A Story of Recovery:
In Sickness and Health
I recently had a case of the flu. I thought at first it was a bad cold coming on, but when the fever and chills started, I knew I was in for a battle. It is never fun to be sick, and staying abstinent can be a challenge during those times. My stomach was queasy, food tasted like paste, and my disease yearned for the comfort foods of my childhood.
Thank God for the structure of this program. I knew it was important to try to eat my three meals each day, even though I didn’t have much of an appetite (quite a sensation for a food addict). In the past (at 297 pounds), I would have gone most of the day without eating, then eat and would have eaten a huge bowl of hot liquid comfort food and flour products.
As I had a clearer sense of what my body needs now in Recovery, I knew my queasy stomach couldn’t handle the lunch and dinner proteins I would normally eat.

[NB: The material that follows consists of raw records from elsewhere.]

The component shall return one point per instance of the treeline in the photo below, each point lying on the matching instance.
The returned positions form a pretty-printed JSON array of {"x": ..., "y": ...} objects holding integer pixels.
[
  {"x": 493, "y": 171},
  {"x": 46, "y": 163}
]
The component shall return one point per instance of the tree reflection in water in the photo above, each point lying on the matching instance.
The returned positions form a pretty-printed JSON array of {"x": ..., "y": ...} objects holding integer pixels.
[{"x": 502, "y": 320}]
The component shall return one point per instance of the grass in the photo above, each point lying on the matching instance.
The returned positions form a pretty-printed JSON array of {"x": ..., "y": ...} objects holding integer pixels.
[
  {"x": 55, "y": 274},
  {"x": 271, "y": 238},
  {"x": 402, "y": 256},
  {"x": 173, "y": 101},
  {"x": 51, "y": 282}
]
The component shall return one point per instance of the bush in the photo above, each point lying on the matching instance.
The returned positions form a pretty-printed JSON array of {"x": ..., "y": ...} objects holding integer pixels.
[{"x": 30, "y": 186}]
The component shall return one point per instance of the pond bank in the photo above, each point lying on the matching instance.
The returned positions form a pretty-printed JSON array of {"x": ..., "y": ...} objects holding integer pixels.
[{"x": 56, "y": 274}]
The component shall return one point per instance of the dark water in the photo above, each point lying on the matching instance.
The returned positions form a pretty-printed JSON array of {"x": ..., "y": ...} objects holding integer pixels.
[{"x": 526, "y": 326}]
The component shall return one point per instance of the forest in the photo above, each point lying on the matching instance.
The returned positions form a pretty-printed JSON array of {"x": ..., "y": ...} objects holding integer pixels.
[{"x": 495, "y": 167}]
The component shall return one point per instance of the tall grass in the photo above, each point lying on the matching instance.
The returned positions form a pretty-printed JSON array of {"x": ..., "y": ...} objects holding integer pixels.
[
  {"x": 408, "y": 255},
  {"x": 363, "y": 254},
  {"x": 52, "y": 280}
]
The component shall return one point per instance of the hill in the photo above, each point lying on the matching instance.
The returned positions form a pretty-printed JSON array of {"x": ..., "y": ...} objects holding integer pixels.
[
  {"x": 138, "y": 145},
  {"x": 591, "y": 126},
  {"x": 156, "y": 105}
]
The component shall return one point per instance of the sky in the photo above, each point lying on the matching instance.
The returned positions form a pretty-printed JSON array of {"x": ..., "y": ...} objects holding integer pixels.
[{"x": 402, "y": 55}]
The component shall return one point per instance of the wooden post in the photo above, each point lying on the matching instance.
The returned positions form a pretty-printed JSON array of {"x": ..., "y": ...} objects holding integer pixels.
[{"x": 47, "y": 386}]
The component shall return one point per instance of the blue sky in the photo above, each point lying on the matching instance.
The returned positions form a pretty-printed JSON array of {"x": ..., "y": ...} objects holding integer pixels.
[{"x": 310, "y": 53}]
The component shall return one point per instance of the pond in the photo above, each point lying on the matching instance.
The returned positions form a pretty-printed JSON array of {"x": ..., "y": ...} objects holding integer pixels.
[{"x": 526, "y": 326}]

I substituted a protein that soothed my roiling stomach and gave my body the nutrition it needed to fight the sickness. I wasn’t always able to finish all my meals, but I got balanced nutrition into my body at regular intervals. I knew I had to at least try to eat something to take care of myself. Since we eat such healthy food, the main flu symptoms were finished after a couple of days, with just the congestion remaining.
Once the flu was gone and I was able to return to work, I faced another challenge. My body was still weak and the congestion was still pretty significant. By 2 p.m. every day, my body was exhausted. I knew my HP was telling me I needed to go home and rest, to let my body gain strength to continue fighting my sickness. In the past, I would have stayed at work too long and taken caffeine-loaded diet drinks to “pep up” or stuffed myself with sugar products to “get energy.” I am also a work addict, and it has been a long path in Recovery to learn to weigh and measure my job the same way I weigh and measure my food. Staying abstinent helped keep me clear headed enough to listen to my HP when I needed to go home.
I was too tired and weak to make it to my meetings. During my phone calls, I gained assurance from my fellows that I was doing the right thing. I had to think about others and not just about myself. What kind of service could I do for the newcomer if I’m sitting in the corner, almost comatose? How could I pass on Recovery when I’d be coughing, sneezing, and spreading germs to everyone in the meeting? I had to surrender to the idea that I needed to be healthier and stronger before I could be a good tool again for my HP to use. My disease tried to talk to me, saying that I was falling down on service and letting people down. I was able to listen to my fellows as they assured me that others would be there to greet the newcomer, and I would have my turn again when I was stronger.
Even though I was sick, I still got up and did all of my tools. I weighed and measured my meals, my medicine, my activity, and my rest. I am much better now, still abstinent, and still in a 135-pound body. No longer am I the crazy 297 pound woman who had to feed every sickness with flour and sugar products, use extended sick days because I was still hung over from food, and suffer long agonizing sicknesses. Now in Recovery, illnesses are few and far between. When they do occur, I have the structure and tools of this program to get me through sanely and abstinently.